As chief communications officer, Gore’s responsibility at Soletics encompasses “anything and everything from talking with partners, to blogging, to editing business plans and pitch decks for presentations” and more, Gore says.
“My favorite part of my job, however, is the people I have had the pleasure of meeting along our two-year journey,” she says. “Soletics has participated in now 12 business competitions in three states and I've always said that the people we've met and the connections we've made far outweigh any prize money. To have friends all across the country and into Canada that are working towards the same dream? That's the real source of camaraderie and encouragement.”
Besides new startup friends, hearing from customers is what motivates Gore to push Soletics to new horizons. Soletics was based upon customer discovery and the learning of their day-to-day struggles, she says.
“It gives me such joy when a customer will email me personally to ask questions or to simply thank the team for the work we are doing,” Gore says.
Gore double majored in business management and marketing at GVSU. She had a year and a half of school left when Soletics was started and actually missed graduation for a competition in Colorado Springs.
“It was well worth it seeing as we took second place and made some incredible friends during our time in the mountains,” she says.
Gore’s experience at Bonefish Grill, from bussing tables to floor management and corporate-level training, helped her refine her natural people and leadership skills, although that’s not all she draws on at Soletics.
“While my resume certainly helped me in launching Soletics, it did not fully prepare me for what was to come,” she says. “Much of what I know now was a happy accident—jumping in the water and then learning how to swim.”
Gore’s personal path follows what the Soletics team as a whole has embraced.
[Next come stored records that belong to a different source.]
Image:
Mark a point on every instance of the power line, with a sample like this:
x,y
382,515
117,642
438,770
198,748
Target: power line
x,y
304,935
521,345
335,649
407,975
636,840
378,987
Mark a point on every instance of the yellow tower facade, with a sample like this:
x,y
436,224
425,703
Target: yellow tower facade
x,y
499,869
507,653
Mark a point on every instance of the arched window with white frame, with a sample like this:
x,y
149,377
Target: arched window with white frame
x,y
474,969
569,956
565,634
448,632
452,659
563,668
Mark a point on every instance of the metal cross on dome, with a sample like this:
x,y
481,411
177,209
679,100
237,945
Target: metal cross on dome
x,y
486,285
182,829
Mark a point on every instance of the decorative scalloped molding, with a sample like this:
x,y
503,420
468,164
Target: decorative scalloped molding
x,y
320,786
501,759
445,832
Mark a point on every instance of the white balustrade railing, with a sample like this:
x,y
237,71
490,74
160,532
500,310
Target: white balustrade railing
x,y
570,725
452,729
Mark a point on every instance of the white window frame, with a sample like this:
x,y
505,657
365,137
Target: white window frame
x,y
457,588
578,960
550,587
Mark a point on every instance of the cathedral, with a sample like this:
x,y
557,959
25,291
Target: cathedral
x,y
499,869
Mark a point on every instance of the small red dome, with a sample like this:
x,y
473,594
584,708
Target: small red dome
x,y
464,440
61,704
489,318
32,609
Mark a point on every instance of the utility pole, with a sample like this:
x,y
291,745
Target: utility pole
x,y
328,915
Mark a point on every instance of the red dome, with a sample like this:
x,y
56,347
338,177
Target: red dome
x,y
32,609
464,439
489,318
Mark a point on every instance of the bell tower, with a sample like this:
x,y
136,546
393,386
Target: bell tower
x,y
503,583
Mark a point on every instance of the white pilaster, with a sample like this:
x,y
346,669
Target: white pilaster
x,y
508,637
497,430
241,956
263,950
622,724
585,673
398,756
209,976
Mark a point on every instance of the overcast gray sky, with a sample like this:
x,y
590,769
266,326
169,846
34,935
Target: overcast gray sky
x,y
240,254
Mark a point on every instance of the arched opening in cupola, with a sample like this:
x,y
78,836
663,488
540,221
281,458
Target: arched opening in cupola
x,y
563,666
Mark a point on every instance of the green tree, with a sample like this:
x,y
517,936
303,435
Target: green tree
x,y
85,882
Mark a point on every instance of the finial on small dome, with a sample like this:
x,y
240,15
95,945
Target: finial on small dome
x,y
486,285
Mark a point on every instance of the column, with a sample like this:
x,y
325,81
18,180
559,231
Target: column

The future for Gore, Kurley, and Noonan will undoubtedly involve adaptation and innovation in every sense.
Soletics soon plans to design different iterations of the textile-based gloves and detachable powerbands so that consumers will be able to purchase these separately to mix and match according to their needs, Gore says. As the company expands into other markets, it looks to license the core, proprietary platform technology to larger brands. A partnership such as this will be useful for markets that are known to have particularly brand loyal consumers, such as winter sports or the more niche outdoor work glove market.